A inteligência artificial consolida, em 2026, um novo desenho para o mercado de trabalho brasileiro. Dados do Infojobs, site de empregos mais usado no país, mostram que as vagas para cargos específicos de IA, ou que pedem por atuação com esse conhecimento, se distribuem por dezenas de profissões, evidenciando que a tecnologia deixou de ser restrita a áreas técnicas.
Entre os cargos mais recorrentes associados à inteligência artificial estão funções ligadas à tecnologia e dados, como desenvolvedor, programador, cientista de dados, engenheiro de dados, analista de business intelligence e especialista em IA, que seguem como pilares da transformação digital nas empresas.
Mas, em contraponto, o levantamento revela que a adoção da IA se expandiu para áreas criativas e de comunicação. Profissões como social media, designer gráfico, UX designer, copywriter, editor de vídeos e gestor de tráfego aparecem com frequência crescente entre as vagas que exigem familiaridade com ferramentas baseadas em inteligência artificial.
“A inteligência artificial se tornou uma aliada estratégica para diferentes áreas do negócio. Em 2026, as empresas buscam profissionais capazes de integrar essa ferramenta de tecnologia aos seus processos criativos, comerciais e operacionais do dia a dia”, afirma Hosana Azevedo, Gerente Sênior de RH, grupo detentor do Infojobs.
O impacto da IA também é perceptível nas funções comerciais e de relacionamento com o cliente. Cargos como representante comercial, vendedor interno, promotor de vendas, analista de CRM, operador de atendimento e analista de suporte refletem o uso da tecnologia para personalização, automação e ganho de eficiência.

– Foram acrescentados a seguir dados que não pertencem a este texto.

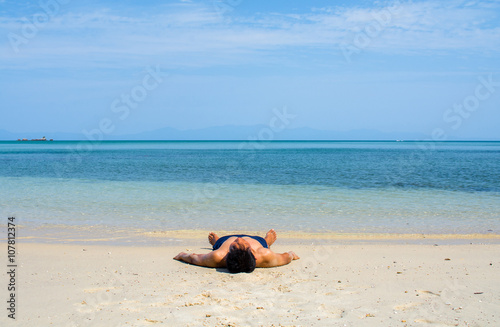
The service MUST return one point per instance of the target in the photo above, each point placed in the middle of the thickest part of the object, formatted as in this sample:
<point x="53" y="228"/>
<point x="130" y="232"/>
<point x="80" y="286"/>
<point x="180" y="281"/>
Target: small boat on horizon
<point x="42" y="139"/>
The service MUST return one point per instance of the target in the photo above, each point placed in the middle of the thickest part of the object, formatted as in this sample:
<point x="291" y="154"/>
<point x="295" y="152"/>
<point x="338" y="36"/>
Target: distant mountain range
<point x="254" y="132"/>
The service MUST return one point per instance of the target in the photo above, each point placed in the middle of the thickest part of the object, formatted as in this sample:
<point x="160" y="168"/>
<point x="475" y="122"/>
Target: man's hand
<point x="294" y="256"/>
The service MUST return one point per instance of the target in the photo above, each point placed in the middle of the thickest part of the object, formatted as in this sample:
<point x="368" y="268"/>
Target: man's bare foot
<point x="212" y="238"/>
<point x="270" y="237"/>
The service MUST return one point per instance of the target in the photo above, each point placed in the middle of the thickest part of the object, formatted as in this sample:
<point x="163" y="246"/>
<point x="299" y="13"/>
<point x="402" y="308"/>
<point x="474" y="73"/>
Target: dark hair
<point x="240" y="261"/>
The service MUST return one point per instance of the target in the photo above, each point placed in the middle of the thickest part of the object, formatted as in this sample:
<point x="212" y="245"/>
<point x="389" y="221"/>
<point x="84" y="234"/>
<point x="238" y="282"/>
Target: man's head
<point x="240" y="257"/>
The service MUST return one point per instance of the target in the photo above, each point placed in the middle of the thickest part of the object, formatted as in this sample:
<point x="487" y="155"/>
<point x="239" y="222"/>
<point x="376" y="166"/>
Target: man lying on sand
<point x="240" y="253"/>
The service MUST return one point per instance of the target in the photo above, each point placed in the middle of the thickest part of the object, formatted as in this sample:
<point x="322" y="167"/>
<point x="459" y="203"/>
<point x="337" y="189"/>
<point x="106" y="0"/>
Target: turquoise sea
<point x="338" y="186"/>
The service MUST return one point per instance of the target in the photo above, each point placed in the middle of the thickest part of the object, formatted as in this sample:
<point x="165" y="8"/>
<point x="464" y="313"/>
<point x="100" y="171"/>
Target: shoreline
<point x="91" y="234"/>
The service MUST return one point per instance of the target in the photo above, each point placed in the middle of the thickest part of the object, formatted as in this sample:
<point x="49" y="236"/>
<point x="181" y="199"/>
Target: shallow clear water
<point x="312" y="186"/>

Na esfera corporativa, áreas como recursos humanos, finanças e administração também passaram a incorporar inteligência artificial de forma mais estruturada. Analistas de RH, analistas contábeis, analistas de processos, gestores financeiros e gestores comerciais estão entre os perfis cada vez mais demandados e com abertura de vagas registradas no Infojobs.
Segundo Hosana, esse movimento confirma uma mudança estrutural no perfil profissional exigido pelas empresas. “A IA se tornou uma competência complementar. Não é mais suficiente dominar apenas a técnica da área de atuação; é preciso entender como a tecnologia pode alavancar suas entregas e apoiar decisões e resultados”, explica.
Relatórios internacionais reforçam essa tendência. O Future of Jobs, do Fórum Econômico Mundial 2025, aponta que a combinação entre habilidades técnicas, analíticas e criativas será cada vez mais valorizada, à medida que a inteligência artificial se integra às rotinas de trabalho.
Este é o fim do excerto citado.